Ted Eichenlaub, a senior advisor at Greybeard with lengthy experience around energy in the steel industry, says that, at a minimum, procurement professionals working with energy must have a degree of technical expertise to be effective on an energy management team. "You need to be able to talk with your counterparts within the company, so you need to understand the acronyms and have a basic understanding of what the consumption of energy is all about." At companies for which energy comprises a significant amount of the total spend — say, for an energy-intensive process manufacturer — procurement must be able to bring deeper insights to the table, including expert knowledge of markets and the relevant vendors, and the ability to apply hedging strategies. For less energy-intensive companies, Eichenlaub adds, it might be more cost effective to tap outside expertise on a project basis rather than investing in developing internal subject matter experts.
Franolic says that the opportunities for savings on the procurement side of energy management can be significant, and he cites an example of one company Greybeard worked with that was able to generate more than $1 million in annual benefits by taking advantage of the way that certain regulations were written, and another company that saw substantial savings from improving the electric supply agreements for its dozen facilities. The savings can be a magnitude smaller, too, Eichenlaub notes, for companies that consume less energy, but can still add up to a large percentage of an organization's total energy spend.

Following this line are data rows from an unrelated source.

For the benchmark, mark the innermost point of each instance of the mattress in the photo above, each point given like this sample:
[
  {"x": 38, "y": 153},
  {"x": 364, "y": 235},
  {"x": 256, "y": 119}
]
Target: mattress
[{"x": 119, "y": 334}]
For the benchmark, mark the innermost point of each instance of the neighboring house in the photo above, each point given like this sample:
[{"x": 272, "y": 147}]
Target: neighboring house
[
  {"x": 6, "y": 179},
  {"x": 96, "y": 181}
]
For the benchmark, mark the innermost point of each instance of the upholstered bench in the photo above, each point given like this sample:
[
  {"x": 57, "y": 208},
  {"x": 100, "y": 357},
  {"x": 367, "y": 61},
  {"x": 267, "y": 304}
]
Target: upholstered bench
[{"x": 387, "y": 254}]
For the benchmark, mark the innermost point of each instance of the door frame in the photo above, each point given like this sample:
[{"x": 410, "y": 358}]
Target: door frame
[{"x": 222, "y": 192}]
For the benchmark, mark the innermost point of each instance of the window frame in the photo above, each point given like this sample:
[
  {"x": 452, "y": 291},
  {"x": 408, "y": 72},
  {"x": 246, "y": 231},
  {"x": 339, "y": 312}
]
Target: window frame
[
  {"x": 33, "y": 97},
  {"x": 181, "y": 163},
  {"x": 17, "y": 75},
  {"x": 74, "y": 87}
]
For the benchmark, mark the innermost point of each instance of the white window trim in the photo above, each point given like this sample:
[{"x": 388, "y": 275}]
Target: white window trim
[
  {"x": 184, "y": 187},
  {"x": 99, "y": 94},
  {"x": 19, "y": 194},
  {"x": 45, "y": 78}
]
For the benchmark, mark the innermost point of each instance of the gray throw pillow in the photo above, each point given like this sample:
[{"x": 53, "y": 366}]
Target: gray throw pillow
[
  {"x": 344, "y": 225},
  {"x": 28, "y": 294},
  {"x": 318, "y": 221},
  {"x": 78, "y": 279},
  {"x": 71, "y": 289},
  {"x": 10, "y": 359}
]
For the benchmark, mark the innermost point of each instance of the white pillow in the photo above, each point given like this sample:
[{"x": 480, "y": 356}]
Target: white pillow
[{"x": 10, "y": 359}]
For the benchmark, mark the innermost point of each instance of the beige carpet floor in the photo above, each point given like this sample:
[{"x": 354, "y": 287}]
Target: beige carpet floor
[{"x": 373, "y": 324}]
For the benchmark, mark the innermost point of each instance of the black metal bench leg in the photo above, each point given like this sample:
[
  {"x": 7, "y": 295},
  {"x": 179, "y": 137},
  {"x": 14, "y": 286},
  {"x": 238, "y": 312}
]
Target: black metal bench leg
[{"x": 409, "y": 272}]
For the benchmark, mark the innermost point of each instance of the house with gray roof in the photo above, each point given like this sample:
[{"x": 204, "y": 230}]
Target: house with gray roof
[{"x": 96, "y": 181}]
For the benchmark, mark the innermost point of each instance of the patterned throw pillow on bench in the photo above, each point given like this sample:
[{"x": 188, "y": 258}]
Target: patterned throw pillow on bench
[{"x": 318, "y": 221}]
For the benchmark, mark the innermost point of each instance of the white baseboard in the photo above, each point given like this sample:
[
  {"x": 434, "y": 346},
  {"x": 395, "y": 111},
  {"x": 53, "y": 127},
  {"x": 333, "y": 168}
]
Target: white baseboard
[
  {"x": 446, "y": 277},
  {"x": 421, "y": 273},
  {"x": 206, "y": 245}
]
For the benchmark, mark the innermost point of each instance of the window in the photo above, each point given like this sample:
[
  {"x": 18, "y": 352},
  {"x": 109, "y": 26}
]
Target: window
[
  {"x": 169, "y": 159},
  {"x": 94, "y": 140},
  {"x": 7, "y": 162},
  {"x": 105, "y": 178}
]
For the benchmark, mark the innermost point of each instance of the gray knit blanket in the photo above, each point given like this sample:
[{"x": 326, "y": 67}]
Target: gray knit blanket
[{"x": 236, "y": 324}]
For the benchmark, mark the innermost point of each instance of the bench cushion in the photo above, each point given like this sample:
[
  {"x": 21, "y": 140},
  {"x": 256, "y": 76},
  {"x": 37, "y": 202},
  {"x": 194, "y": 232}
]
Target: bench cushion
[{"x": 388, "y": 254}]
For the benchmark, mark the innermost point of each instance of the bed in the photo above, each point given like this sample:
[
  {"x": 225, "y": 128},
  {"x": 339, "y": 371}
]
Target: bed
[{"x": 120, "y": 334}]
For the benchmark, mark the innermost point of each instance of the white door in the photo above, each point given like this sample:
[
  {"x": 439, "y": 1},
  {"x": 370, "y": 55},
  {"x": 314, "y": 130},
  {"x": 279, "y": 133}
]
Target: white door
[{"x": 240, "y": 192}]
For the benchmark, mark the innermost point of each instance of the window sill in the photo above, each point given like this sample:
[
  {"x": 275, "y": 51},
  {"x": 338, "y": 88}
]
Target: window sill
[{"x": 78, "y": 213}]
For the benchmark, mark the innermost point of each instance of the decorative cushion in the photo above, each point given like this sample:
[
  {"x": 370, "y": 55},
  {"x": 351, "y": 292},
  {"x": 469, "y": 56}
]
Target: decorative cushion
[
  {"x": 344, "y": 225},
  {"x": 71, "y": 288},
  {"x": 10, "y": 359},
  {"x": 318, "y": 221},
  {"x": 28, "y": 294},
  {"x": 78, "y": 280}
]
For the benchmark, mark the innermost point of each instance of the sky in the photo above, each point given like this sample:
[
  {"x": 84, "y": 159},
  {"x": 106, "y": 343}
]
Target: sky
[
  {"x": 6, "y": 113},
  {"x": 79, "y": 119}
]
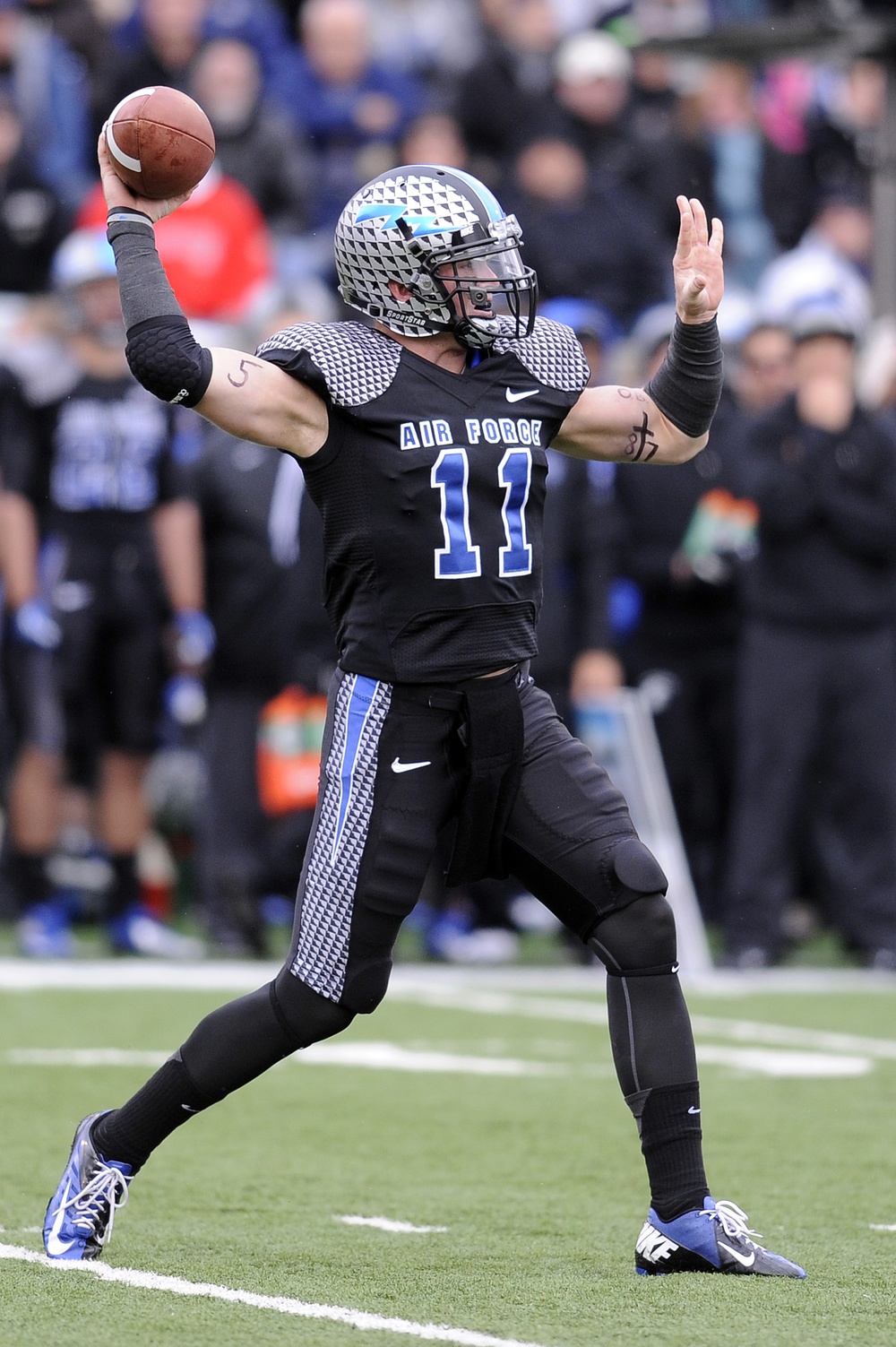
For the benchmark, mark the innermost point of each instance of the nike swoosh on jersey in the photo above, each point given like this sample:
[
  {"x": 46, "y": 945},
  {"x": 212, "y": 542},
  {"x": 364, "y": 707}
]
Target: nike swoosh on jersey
[
  {"x": 746, "y": 1260},
  {"x": 59, "y": 1248},
  {"x": 409, "y": 766}
]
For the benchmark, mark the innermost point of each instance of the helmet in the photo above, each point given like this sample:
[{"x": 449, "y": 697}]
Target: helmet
[
  {"x": 442, "y": 235},
  {"x": 85, "y": 255}
]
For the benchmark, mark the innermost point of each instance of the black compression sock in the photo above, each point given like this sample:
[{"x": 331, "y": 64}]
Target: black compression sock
[
  {"x": 125, "y": 885},
  {"x": 30, "y": 878},
  {"x": 133, "y": 1132},
  {"x": 668, "y": 1118}
]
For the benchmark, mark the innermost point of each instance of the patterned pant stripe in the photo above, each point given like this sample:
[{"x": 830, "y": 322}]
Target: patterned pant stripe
[{"x": 361, "y": 706}]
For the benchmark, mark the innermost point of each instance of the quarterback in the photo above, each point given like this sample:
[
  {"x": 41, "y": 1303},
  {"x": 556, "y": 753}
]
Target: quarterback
[{"x": 422, "y": 434}]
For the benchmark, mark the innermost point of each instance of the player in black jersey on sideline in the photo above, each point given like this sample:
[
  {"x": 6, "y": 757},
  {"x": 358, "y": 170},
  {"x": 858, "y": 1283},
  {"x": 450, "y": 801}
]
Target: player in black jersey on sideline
[{"x": 423, "y": 441}]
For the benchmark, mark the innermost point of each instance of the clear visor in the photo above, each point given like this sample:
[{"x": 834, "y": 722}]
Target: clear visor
[{"x": 488, "y": 279}]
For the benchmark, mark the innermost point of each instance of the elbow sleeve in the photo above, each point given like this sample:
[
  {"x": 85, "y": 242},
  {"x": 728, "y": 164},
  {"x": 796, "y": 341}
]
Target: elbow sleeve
[{"x": 168, "y": 360}]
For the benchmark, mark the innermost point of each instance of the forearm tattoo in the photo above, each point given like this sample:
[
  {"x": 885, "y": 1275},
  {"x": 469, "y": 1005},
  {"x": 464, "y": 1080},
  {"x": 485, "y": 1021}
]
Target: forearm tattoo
[
  {"x": 244, "y": 364},
  {"x": 642, "y": 438}
]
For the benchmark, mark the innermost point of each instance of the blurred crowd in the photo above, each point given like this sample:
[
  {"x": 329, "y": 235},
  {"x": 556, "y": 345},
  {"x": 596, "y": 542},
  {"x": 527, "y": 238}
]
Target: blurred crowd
[{"x": 165, "y": 648}]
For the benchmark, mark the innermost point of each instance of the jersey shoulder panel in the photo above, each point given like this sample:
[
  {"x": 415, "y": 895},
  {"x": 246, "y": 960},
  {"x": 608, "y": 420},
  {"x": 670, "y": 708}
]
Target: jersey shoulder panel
[
  {"x": 553, "y": 355},
  {"x": 355, "y": 363}
]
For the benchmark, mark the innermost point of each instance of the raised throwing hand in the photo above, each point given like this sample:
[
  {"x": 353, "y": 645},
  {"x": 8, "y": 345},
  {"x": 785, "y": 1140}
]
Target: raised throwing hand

With the U.S. Government projecting worldwide energy consumption to increase by nearly 50 percent between 2007 and 2035, including by 14 percent in developed nations, the business case for engaging in comprehensive energy management is becoming ever stronger. And pressures to "go green" will only add more ammunition to the business case. As Franolic says, the time for companies to start thinking about energy management is now, and enterprises that fail to engage with an energy strategy now may find themselves at a competitive disadvantage in the wake of the next spike in oil prices or the next disruption in supply.